WL#3740: Subquery optimization: Semijoin: Pull-out of inner tables

Affects: Server-6.0 — Status: Complete — Priority: Low

This is a subtask of WL#2980 "Subquery optimization: Semijoin".

It includes:
 - Conversion of subquery IN predicates to semi-join nests (i.e. TABLE_LISTs)
 - Elimination of nested semi-join nests.
 - A procedure that pulls out tables out of semi-join nests when this is 
   possible.
<contents>
1. Task scope
2. SJ applicability criteria
2.1 MAX_TABLES limitation
3. Subquery to semijoin conversion
3.1 Conversion steps and their location
3.2 The conversion procedure
3.1 Nested semi-join nests removal
3.2 Treatment of semi-join nests by other optimizations
4. The Pull-out procedure

</contents>

1. Task scope
=============
This WL entry covers:

- Conversion of subquery IN predicates to semi-join nests (i.e. TABLE_LISTs)
- Elimination of nested semi-join nests.
- A procedure that pulls out tables out of semi-join nests when this is
possible.

After this WL is implemented, the code will be in this state:

- Subqueries that can't be executed with SJ will be handled as before;
- Subqueries that can be executed by SJ and allow to eliminate all
semi-join nests (by pulling out all of the tables) will be handled
correctly.
- Subqueries that can be executed with SJ but do not allow for all tables
to be pulled out will not be executed, a query failure will be reported
(without any special error message).

That is, this WL will leave the subquery implementation in a state where some
subqueries are not handled. The next task, WL#3741, will restore server's
ability to handle all kinds of subqueries.

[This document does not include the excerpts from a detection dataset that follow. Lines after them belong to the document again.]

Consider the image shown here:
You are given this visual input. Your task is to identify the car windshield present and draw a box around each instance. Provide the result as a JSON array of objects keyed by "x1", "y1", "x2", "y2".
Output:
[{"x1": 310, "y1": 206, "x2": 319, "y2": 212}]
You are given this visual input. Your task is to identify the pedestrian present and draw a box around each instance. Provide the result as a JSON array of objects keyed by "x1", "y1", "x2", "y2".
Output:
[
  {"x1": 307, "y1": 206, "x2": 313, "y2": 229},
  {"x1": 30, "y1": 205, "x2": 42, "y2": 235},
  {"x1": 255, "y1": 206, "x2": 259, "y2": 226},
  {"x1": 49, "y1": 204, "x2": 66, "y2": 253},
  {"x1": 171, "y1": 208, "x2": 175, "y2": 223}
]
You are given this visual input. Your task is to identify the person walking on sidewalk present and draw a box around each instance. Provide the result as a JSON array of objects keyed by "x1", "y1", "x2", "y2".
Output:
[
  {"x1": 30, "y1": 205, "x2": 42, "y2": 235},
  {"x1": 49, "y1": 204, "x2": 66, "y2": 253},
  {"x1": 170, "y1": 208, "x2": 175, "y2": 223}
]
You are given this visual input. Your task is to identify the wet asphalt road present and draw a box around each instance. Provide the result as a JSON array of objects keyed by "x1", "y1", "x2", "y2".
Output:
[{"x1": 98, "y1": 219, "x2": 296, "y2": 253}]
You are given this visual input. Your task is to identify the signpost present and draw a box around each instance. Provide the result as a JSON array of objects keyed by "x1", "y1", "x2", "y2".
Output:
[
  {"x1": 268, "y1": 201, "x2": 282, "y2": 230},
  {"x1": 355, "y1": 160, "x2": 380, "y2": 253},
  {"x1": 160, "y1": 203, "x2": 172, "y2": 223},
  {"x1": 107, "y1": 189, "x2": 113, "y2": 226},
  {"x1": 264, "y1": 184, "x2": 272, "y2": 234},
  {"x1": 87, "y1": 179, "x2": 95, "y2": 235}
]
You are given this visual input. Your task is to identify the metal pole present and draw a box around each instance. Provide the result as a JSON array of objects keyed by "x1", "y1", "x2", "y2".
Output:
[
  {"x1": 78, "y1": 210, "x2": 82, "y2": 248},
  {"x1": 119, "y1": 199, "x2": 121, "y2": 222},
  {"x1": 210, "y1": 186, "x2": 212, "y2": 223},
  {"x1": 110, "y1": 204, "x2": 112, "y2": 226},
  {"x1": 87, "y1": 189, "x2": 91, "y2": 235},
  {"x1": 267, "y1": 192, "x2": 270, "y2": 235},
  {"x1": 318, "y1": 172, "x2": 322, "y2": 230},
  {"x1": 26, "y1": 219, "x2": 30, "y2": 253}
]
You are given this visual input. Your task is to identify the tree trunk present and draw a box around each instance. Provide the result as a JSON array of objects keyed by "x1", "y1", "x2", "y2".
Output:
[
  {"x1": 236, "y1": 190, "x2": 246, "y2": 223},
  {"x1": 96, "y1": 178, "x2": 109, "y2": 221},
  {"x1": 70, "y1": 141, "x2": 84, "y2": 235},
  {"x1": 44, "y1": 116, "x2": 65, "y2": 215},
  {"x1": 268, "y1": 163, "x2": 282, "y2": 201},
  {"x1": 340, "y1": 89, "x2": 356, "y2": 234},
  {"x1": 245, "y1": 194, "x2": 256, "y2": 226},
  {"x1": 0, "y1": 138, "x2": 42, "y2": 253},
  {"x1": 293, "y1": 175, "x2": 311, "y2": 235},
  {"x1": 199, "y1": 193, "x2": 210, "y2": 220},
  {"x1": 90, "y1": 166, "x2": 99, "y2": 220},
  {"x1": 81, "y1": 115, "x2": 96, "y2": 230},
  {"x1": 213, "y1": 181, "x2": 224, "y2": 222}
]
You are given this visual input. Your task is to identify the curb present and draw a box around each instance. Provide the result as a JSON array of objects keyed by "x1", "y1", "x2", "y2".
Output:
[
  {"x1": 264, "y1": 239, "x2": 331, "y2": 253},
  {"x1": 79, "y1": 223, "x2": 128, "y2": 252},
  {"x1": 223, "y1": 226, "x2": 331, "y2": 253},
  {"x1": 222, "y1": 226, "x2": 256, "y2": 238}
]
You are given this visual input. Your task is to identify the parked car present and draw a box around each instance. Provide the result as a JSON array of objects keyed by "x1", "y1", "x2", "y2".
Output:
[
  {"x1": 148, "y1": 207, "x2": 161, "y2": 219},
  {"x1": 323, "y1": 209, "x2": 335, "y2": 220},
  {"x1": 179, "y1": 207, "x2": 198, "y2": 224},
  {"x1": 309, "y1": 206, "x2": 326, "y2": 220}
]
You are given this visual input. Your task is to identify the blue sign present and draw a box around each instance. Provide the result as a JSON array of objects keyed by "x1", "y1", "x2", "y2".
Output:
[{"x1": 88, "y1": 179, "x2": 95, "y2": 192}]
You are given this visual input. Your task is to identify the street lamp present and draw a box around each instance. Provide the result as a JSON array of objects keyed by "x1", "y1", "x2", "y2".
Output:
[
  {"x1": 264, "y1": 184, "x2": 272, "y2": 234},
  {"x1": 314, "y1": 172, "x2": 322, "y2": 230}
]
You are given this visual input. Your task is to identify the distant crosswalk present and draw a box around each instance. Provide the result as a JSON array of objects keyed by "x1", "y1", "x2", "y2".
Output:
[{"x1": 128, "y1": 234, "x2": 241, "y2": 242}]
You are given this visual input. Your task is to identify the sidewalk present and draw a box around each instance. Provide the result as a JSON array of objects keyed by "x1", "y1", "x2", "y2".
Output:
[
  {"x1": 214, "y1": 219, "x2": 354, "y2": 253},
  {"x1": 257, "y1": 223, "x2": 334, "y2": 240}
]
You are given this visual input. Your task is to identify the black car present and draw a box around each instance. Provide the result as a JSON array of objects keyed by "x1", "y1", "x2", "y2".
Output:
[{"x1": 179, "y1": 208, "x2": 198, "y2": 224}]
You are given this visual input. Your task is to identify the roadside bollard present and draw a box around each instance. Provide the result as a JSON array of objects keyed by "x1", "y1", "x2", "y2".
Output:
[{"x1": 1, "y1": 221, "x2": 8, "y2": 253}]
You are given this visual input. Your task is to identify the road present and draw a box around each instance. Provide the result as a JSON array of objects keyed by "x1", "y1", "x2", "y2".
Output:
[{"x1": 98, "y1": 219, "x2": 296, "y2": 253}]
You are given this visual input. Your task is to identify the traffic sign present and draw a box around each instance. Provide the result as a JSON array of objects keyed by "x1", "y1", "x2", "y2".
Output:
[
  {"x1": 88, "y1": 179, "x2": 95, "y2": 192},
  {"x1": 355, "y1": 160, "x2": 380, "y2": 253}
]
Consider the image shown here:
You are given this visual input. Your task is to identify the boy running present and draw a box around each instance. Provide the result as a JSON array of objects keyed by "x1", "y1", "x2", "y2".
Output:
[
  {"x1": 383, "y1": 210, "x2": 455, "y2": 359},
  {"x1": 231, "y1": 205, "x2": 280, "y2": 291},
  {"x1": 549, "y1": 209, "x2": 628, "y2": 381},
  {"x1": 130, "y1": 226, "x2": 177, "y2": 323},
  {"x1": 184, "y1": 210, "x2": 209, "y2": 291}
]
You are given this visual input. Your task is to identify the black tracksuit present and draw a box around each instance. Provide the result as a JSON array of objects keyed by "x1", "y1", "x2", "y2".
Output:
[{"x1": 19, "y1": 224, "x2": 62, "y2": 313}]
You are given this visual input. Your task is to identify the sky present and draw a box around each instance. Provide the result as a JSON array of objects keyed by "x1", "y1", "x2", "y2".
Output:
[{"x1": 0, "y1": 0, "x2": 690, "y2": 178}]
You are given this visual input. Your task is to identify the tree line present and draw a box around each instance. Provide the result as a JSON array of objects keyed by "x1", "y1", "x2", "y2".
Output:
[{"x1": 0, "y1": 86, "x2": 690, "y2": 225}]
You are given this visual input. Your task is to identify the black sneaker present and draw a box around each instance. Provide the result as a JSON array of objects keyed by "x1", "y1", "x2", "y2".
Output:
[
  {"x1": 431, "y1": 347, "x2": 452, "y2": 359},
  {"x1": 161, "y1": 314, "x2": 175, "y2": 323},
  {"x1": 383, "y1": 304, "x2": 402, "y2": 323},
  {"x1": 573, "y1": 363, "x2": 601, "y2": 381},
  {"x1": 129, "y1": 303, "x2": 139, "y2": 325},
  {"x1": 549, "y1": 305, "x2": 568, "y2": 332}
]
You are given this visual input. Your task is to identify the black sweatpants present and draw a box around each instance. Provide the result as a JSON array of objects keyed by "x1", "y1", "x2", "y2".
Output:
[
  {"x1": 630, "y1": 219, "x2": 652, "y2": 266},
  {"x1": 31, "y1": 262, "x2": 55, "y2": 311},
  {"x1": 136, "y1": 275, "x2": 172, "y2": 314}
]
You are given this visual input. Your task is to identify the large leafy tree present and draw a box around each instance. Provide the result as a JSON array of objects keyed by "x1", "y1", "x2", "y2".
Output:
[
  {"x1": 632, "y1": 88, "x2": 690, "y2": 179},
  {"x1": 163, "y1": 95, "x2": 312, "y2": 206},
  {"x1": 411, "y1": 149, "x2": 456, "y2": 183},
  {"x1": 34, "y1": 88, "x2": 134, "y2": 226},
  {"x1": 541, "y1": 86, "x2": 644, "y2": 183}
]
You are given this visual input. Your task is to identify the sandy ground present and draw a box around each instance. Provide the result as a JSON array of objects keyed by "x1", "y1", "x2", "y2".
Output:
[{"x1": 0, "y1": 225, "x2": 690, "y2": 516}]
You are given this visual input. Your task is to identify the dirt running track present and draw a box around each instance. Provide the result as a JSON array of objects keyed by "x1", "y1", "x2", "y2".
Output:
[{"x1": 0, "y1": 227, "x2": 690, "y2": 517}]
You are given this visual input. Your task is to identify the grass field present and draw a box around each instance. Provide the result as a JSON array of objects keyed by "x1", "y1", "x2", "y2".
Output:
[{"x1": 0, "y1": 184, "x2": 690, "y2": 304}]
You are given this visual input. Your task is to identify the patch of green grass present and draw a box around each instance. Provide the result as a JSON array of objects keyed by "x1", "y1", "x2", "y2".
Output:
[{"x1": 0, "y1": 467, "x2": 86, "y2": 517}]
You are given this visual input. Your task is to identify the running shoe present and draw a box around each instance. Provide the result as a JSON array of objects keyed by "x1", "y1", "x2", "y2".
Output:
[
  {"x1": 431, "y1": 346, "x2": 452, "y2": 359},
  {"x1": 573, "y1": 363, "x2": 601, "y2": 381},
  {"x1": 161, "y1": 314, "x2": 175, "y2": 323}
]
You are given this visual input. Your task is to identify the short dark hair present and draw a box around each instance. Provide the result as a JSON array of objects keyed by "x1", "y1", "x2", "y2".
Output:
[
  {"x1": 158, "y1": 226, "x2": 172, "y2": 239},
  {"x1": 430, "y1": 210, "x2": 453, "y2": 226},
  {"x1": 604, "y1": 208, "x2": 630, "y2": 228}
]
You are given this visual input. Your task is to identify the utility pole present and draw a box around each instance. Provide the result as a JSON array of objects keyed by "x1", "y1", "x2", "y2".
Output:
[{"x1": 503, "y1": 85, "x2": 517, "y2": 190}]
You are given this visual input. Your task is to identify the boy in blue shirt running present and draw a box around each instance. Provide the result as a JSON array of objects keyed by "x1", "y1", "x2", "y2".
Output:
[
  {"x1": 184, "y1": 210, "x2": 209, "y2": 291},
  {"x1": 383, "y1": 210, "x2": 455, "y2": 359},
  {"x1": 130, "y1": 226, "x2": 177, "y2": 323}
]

2. SJ applicability criteria
============================
(WL#2980 has a copy of this section contents)

A subquery predicate is replaced with semi-join nest if the following
conditions are met:

SUBQ-TO-SJ-CRITERIA:
1. Subquery predicate is of the form
(...) IN (SELECT ...)
(...) =ANY (SELECT ...)

2. Subquery is a single SELECT (no UNIONs)

3. Subquery does not have GROUP BY or ORDER BY

4. Subquery does not use aggregate functions or HAVING

5. Subquery predicate is at the AND-top-level of ON/WHERE clause

6. #tables-in-parent-query + #tables-in-subquery < MAX_TABLES

Note that the subquery may have DISTINCT or LIMIT clauses.

A more precise wording for condition #5 is:

The WHERE/ON clause can be converted to "subquery_predicate AND remainder"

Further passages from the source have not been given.